Whole-cell patch-clamp experiments in TE671a cells endogenously expressing NaV1.7 were performed on a QPatch-16 automated electrophysiology platform (Sophion Bioscience, Ballerup, Denmark) as previously described (28). The ECS contained 145 mM NaCl, 4 mM KCl, 2 mM CaCl2, 1 mM MgCl2, 10 mM Hepes, and 10 mM glucose (pH 7.4) (osmolarity, 305 mOsm). The ICS contained 140 mM CsF, 1 mM/5 mM EGTA/CsOH, 10 mM Hepes, and 10 mM NaCl (pH 7.3) with CsOH (osmolarity, 320 mOsm). I-V curves were obtained with a holding potential of −90 mV followed by a series of 500-ms step pulses that ranged from −110 to +55 mV in 5-mV increments (repetition interval, 5 s) before and after 5-min incubation with ExTxA (100 nM, 1 μM) or MoTxA (10 nM).

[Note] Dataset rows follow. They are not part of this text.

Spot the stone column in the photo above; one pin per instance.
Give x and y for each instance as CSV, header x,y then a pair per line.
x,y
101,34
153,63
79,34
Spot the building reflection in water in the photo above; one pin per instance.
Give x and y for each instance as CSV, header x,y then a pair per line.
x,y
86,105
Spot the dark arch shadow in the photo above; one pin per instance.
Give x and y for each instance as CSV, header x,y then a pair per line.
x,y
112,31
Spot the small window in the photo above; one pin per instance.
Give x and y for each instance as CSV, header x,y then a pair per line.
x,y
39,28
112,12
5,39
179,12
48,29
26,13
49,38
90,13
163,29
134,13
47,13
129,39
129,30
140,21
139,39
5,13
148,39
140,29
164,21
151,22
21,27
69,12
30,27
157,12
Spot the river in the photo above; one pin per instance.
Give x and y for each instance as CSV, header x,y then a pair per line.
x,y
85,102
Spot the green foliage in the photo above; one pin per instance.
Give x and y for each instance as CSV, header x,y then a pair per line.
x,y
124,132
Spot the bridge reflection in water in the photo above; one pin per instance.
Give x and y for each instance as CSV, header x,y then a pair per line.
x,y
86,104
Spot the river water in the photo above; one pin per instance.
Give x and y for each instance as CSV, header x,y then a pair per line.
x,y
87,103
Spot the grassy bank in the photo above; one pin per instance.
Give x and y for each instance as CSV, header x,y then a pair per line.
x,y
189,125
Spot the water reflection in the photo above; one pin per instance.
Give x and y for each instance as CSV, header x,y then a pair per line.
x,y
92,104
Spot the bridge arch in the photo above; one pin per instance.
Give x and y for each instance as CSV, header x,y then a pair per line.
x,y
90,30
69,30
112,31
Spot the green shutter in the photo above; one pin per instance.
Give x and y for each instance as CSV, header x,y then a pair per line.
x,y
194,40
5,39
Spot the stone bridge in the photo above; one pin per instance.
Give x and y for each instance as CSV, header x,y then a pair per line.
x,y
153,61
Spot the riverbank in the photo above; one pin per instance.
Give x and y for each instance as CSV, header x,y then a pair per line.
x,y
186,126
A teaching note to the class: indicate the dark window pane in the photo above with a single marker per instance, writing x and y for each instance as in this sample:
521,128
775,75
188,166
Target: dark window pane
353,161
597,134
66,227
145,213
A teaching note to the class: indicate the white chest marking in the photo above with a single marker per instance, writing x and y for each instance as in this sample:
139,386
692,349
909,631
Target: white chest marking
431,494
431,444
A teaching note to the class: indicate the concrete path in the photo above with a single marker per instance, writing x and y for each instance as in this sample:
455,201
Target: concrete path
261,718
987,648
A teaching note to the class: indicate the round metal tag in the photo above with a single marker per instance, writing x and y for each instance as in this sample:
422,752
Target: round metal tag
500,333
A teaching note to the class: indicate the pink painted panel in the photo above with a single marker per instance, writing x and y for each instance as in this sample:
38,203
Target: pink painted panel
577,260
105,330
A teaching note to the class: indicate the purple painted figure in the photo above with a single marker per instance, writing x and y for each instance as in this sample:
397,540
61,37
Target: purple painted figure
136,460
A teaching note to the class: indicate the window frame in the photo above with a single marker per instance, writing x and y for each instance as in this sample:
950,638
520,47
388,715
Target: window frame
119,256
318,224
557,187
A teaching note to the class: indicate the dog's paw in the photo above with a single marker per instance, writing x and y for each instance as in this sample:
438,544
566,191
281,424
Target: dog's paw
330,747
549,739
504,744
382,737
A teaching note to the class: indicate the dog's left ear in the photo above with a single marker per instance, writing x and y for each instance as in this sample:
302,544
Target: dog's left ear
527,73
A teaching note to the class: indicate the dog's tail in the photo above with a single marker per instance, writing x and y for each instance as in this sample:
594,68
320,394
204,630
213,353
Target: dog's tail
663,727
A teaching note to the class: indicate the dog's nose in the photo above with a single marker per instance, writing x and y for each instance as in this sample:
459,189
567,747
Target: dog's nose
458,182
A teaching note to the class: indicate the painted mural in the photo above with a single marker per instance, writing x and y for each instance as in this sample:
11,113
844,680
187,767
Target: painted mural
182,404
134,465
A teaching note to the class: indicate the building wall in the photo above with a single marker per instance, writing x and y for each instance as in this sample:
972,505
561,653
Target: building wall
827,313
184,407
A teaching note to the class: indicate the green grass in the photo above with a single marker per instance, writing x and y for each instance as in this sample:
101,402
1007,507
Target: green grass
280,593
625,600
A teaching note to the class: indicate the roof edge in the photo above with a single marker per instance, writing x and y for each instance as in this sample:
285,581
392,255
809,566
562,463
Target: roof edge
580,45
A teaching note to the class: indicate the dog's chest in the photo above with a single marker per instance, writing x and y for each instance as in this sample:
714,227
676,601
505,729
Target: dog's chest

Conductance-voltage curves were obtained by calculating the conductance (G) at each voltage (V) using the equation G = I/(V − Vrev), where Vrev is the reversal potential and was fitted with a Boltzmann equation. Voltage dependence of steady-state fast inactivation was tested using a 10-ms pulse of −20 mV immediately after the 500-ms step above to assess the available noninactivated channels. For statistical comparison on GV and steady-state inactivation curves, a two-tailed paired t test was used.
Concentration-response curves were acquired using a holding potential of −90 mV and a 50-ms pulse to −20 mV every 20 s (0.05 Hz). ExTxA, MoTxA, and PA1b were diluted in ECS with 0.1% BSA. Each peptide concentration was incubated for 5 min, and sustained current (40 ms from peak current) was normalized to peak current. For determination of the off-rate, ExTxA (1 μM) was incubated for 200 s before stepwise washout with ECS every 200 s for 30 min. Currents were elicited using a holding potential of −90 mV and a 50-ms pulse to −20 mV every 20 s (0.05 Hz).
Data were plotted and analyzed using GraphPad Prism version 8.2.0. Concentration-response curves were fitted to a four-parameter Hill equation with variable Hill coefficient. Statistical significance was defined as P < 0.05 using tests as indicated. Data are presented as means ± SEM.